The key cost to consider when building or buying a new home is the cost of the home itself. When you purchase a new home from a builder, the cost typically includes the base price of the home (and lot) plus the price of any upgrades you choose - from fireplaces to other add-ons.
In addition, there are other costs that you should be aware of, from legal fees to mortgage insurance premiums, which can apply to a home purchase.
Discuss any specific items and costs that apply to your situation with your builder and your lender, so that you can budget with confidence and avoid being faced with unexpected last minute expenses.
Mortgage Insurance. If mortgage insurance is required on your purchase, all mortgages carry risk. If you finance over 80% of the property value, it is considered a higher risk than a loan equal to or less than 80%. For those borrowers who can't make the full 20% down payment, PMI (Private Mortgage Insurance) is considered a valuable financing tool that offers benefits to the lender and borrower. Mortgage insurance reduces that risk by protecting the lender.
Appraisals. The lender typically requires an appraisal to verify the value of the property that will be their security for the loan you are getting. The appraisal cost is part of the Buyer paid loan fees. This is often considered part of "closing/settlement costs."
Closing costs. When you show up to sign your closing documents, you will also be paying various fees known as closing costs. They can include processing fees, underwriting fees, state deed transfer tax, recording fees, survey and title insurance fees. Make sure to get an estimate of what the fees will add up to. A general rule of thumb is 3% of your home purchase price.
Moving expenses. How much are you willing to do yourself or ask of friends and family? Make sure to shop around for a moving company and get various estimates.
Appliances, furniture, window treatments. Once you've moved all of your existing items, you may find that it's not what, it doesn't fit or it doesn't properly work for the space you have. You may need more than you think. It's a good idea to budget in advance and not let these items catch you off guard.

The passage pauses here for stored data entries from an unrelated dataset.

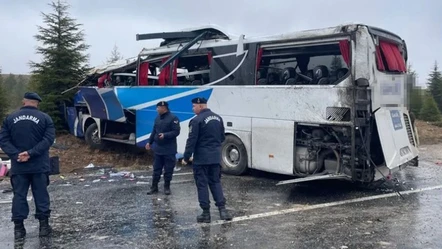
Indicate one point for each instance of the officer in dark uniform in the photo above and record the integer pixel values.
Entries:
(206, 134)
(164, 145)
(26, 137)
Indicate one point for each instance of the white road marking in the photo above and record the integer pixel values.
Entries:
(311, 207)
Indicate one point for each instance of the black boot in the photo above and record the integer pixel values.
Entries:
(19, 230)
(153, 188)
(45, 228)
(224, 214)
(167, 188)
(204, 217)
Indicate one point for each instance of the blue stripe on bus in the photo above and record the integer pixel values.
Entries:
(181, 107)
(138, 95)
(96, 105)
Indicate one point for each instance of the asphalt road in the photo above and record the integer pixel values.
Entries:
(323, 214)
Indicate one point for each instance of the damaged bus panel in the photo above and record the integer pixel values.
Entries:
(316, 104)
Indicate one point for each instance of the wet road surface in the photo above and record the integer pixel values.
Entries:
(323, 214)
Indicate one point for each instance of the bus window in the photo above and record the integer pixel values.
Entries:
(306, 65)
(389, 58)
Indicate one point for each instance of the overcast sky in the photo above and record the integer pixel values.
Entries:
(109, 22)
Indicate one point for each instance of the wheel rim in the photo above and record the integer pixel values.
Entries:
(95, 138)
(231, 155)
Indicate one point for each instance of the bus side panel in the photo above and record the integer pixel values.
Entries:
(273, 145)
(245, 75)
(242, 128)
(396, 138)
(179, 104)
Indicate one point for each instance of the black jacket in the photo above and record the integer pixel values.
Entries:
(206, 134)
(31, 130)
(169, 125)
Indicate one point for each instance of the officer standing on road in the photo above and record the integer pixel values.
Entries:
(206, 134)
(163, 137)
(26, 137)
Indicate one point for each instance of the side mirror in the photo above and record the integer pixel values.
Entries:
(362, 82)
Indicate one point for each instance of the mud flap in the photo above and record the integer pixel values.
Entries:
(316, 178)
(396, 136)
(103, 103)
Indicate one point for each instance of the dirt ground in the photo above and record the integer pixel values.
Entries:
(75, 154)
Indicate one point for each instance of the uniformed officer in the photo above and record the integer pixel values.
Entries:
(206, 134)
(164, 145)
(26, 137)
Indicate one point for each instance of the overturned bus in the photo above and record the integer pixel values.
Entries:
(315, 104)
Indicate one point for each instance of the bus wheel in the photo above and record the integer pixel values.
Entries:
(233, 156)
(92, 138)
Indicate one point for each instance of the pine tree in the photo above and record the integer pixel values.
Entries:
(115, 55)
(430, 111)
(63, 62)
(435, 85)
(414, 93)
(4, 104)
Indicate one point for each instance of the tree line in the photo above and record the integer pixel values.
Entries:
(12, 89)
(64, 63)
(426, 104)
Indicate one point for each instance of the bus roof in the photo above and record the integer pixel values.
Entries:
(112, 66)
(228, 39)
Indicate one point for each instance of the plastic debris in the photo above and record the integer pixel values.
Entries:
(91, 165)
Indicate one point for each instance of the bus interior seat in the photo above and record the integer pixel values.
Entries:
(341, 72)
(261, 76)
(273, 78)
(289, 76)
(320, 75)
(338, 75)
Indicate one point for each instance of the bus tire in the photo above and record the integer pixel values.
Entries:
(92, 138)
(233, 156)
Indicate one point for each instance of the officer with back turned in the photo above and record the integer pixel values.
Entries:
(206, 134)
(164, 145)
(26, 136)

Property taxes and homeowners insurance. If you have never had a mortgage before, be aware that your monthly bill won't simply reflect the loan amount plus interest. It will also reflect property taxes and premiums for homeowners insurance, which all mortgage borrowers are required to obtain.

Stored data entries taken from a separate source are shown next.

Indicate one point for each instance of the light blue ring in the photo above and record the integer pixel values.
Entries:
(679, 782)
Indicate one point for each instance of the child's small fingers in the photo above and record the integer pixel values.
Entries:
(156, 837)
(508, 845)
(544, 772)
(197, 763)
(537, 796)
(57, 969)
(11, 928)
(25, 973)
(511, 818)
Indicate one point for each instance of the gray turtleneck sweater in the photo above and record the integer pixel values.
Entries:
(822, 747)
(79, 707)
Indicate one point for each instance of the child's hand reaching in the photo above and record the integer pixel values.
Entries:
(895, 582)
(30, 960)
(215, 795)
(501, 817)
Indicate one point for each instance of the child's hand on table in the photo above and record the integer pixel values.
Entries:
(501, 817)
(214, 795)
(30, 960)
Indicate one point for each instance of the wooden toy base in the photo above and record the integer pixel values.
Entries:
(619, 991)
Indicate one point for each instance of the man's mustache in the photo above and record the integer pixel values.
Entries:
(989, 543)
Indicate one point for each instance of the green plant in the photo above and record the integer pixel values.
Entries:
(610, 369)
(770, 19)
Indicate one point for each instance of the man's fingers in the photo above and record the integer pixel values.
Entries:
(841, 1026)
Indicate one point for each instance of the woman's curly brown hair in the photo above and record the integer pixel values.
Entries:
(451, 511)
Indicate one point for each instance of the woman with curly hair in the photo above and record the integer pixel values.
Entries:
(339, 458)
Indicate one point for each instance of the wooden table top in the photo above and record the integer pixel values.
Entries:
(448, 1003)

Supplemental Insurance. If you buy a home in an area exposed to flooding, you may have to purchase a supplemental policy.

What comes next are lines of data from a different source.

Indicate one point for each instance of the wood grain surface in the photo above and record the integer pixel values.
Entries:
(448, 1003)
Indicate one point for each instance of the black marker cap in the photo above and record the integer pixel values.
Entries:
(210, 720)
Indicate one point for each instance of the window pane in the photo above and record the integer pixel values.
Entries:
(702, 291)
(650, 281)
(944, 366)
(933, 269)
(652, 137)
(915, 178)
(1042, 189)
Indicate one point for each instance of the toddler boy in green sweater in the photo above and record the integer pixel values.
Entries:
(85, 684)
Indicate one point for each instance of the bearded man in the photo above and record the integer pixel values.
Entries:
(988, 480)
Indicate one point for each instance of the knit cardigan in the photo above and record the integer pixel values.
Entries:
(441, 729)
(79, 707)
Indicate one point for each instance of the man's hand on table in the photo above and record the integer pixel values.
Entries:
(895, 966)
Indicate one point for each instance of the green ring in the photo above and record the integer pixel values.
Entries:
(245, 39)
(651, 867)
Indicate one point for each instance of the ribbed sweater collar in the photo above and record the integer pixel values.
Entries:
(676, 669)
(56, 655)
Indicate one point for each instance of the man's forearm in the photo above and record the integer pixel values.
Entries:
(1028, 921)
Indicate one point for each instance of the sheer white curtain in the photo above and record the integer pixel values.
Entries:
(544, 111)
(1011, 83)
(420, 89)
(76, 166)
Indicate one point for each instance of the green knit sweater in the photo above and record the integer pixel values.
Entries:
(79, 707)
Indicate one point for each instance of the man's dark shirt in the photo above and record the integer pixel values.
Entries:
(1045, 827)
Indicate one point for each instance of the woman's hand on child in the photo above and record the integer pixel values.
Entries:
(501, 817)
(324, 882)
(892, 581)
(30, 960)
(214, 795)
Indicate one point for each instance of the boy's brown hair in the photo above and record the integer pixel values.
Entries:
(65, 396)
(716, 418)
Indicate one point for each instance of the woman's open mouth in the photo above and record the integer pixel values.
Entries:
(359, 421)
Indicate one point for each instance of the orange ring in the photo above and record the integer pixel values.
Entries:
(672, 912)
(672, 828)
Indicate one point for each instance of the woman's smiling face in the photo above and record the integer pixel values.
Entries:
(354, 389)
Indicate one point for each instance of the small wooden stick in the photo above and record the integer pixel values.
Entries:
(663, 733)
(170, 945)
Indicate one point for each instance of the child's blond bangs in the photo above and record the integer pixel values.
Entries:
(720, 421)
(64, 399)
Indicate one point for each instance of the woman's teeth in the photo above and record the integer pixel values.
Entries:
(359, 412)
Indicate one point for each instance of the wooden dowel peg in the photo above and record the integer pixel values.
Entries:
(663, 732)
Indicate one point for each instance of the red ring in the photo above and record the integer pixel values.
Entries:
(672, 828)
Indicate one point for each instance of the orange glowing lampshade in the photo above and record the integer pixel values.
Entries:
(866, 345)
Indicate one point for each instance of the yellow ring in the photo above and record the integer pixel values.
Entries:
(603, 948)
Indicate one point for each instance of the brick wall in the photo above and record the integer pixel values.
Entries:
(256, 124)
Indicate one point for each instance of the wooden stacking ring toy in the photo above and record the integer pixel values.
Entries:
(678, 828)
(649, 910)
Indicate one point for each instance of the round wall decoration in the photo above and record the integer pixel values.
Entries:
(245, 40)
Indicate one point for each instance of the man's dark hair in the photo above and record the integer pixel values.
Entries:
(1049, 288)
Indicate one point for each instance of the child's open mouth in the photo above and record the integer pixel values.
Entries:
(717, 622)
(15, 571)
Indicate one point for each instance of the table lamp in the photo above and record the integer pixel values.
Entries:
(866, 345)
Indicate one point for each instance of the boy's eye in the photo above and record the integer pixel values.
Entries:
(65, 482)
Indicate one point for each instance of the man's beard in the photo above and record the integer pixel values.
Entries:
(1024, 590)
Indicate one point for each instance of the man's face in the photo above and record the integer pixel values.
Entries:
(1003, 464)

Homeowners association/condo fees. Consumers who buy into certain developments may have to pay an additional monthly fee on top of their payments for principal, interest, taxes and insurance. Condo and single family developments often charge residents for services that benefit the community, like lawn mowing, snow plowing or employing a front-desk attendant.
Utility connection fees. Transferring your phone, internet, cable and other utilities can be added expenses. Check it out. If you previously rented and are not accustomed to making all utility payments, do your research and know what to expect.
Double payments. If you find yourself in the unfortunate position of owning two homes for a period of time, you'll have to count on double payments. Don't forget that includes utilities, mortgage, taxes, etc. until the old house has been sold.